More

dragon96 · on June 22, 2022

I read the beginning sections of each chapter until I understand conceptually what the chapter implements by the end. (I needed more assistance for the initial chapters not knowing what the output of scanning or parsing would be, or where to start, but by the later chapters, it becomes pretty clear what the output of implementing say, classes, is).

Then I would try to implement it on my own without reading, having Chapter 3, the language specs, open in a different tab for reference. I chose Java because (1) I wasn't very familiar with it, and (2) I wanted the option to use their code snippets.

My goal is to pass all of the edge test cases the book mentions. So finally I would read the chapter and take some notes on the different design choices and test cases I missed. The reading is quite fast once you've already implemented because you know what to look for.

dragon96 · on June 19, 2022

Regardless of which text you choose, I recommend writing proofs (full sentences and all) for the solutions that were harder to come by, or you feel difficulty expressing clearly. And if you can, get some feedback on the proofs. (Happy to take a look at a few if you DM me)

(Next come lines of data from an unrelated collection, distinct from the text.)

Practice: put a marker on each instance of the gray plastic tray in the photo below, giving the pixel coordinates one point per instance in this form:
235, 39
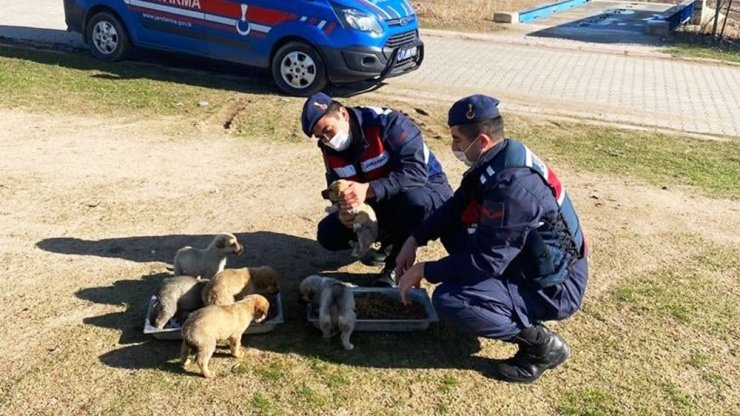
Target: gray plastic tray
388, 325
171, 330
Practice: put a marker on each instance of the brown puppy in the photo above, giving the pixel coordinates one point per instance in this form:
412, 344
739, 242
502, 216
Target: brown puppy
178, 294
231, 285
205, 327
364, 223
209, 261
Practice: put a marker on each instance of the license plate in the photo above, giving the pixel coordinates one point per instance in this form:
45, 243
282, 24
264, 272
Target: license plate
406, 53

The process of writing will hopefully help you:

  - build awareness of when your arguments are not airtight or when you make false assumptions
  - modularize your thinking 
  - become more fluent with logical "vocabulary"

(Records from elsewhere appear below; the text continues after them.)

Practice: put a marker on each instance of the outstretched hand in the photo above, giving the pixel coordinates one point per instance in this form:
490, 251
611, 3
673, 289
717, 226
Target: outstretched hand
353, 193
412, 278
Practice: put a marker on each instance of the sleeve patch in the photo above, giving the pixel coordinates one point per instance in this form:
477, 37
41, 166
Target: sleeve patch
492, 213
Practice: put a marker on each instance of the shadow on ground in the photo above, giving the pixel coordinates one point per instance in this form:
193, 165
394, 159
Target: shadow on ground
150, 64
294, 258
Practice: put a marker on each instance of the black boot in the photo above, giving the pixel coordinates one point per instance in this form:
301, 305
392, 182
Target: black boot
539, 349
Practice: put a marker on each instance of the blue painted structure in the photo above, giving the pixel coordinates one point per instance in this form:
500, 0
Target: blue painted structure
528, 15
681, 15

As for books, my personal favorites were Problem Solving Strategies (Engel) and Art and Craft of Problem Solving (Zeitz). They're both really approachable, have plenty of examples, and will give you a different perspective on what math can be about.

dragon96 · on June 7, 2022

For anyone interested in a more technical summary of the some of the main ideas:

Problem Statement

  The Erdos conjecture that all primitive sets S satisfy f(S) <= f(PRIMES), where f(S) = sum_{s} (1/(s log s)) and PRIMES is the set of all primes.

Definitions

  Define A_q to be a primitive set such that all elements a are divisible by prime q, but no primes less than q.
   * Example: A_3 contains multiples of 3, but no even numbers.

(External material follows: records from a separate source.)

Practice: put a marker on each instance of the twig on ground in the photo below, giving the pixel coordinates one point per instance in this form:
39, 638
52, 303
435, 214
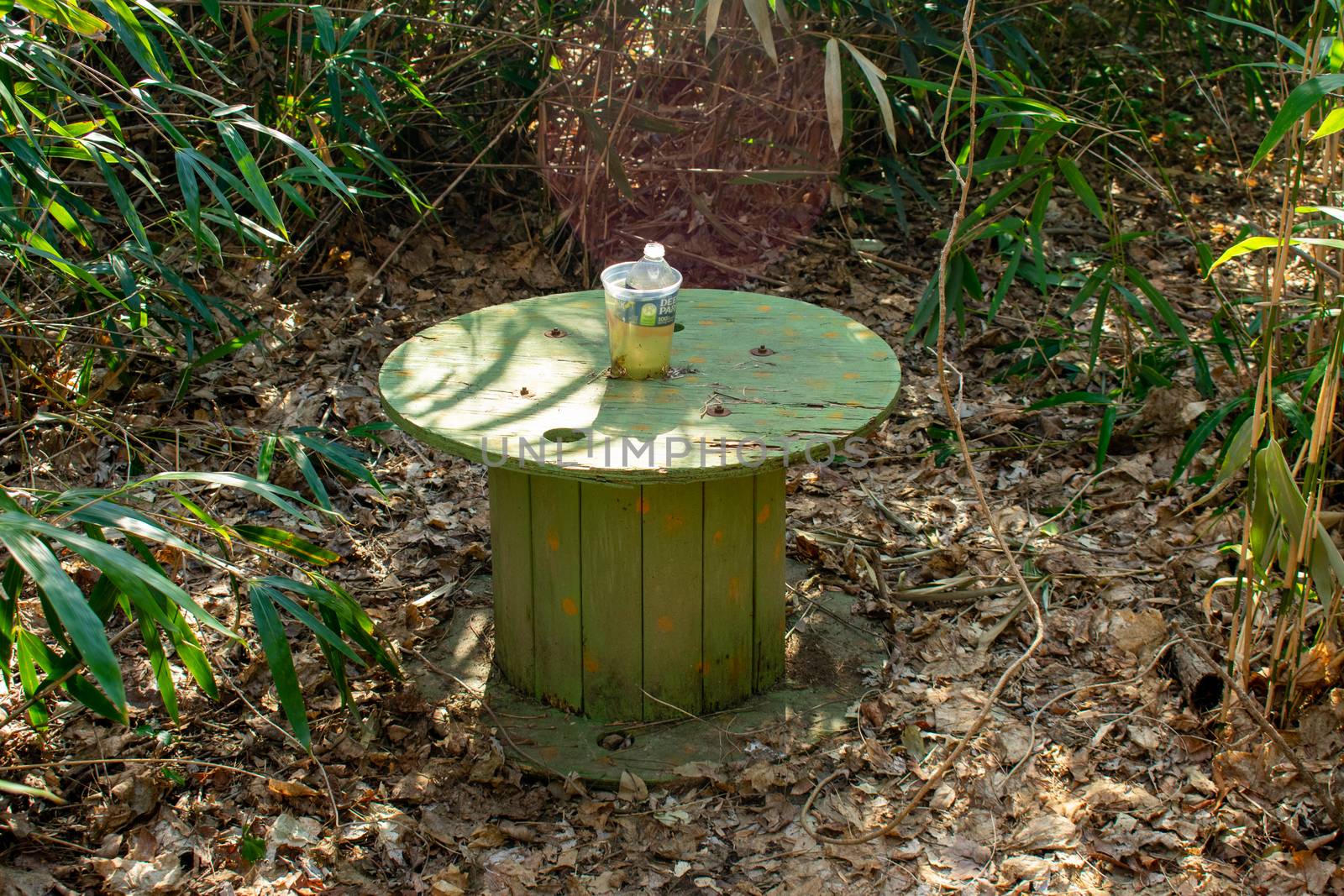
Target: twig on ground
1253, 710
1035, 716
331, 792
55, 683
69, 763
438, 201
968, 55
486, 705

  Define A*_q to be the set of all integers divisible by only primes >= q.
   * Example: A_q is a subset of A*_q.
   * Example: A_q is also a subset of q \* A*_q (i.e. multiply each element by q).

  Define g(a) = 1/a * Product_{p<LargestPrimeDivisor(a)}[(1 - 1/p)]. 
   * Example: if a=7, then the Product term (excluding the 1/a) is the "density" of A*_7. This is because (1-1/2) of integers aren't divisible by 2, (1-1/3) aren't divisible by 3, and (1-1/5) aren't divisible by 5.
   * Example: if a=7, then g(7) is the density of all multiples of 7 that aren't divisible by 2,3,5.

Results

  In [1], Author proves that for all A_q, with A_q \neq {q}: f(A_q) < k*\sum_{a\in A_q} g(a) <= k*g(q), for a constant k. 
   * The first half of the inequality comes from a cited result: 1/(a log(2a)) < k*g(a).
   * The second half of the inequality comes from clever construction of the sets S_a = (a \* A*_{LargestPrimeDivisor(a)}), for all a in A_q. These sets are constructed to satisfy g(a) = |S_a|/|NaturalNumbers|. So because (1) S_a and S_b are disjoint for a\neq b (2) S_a is a subset of A*_q, this implies that sum(g(a)) = sum(|S_a|) <= sum(|A*_q|) = g(q).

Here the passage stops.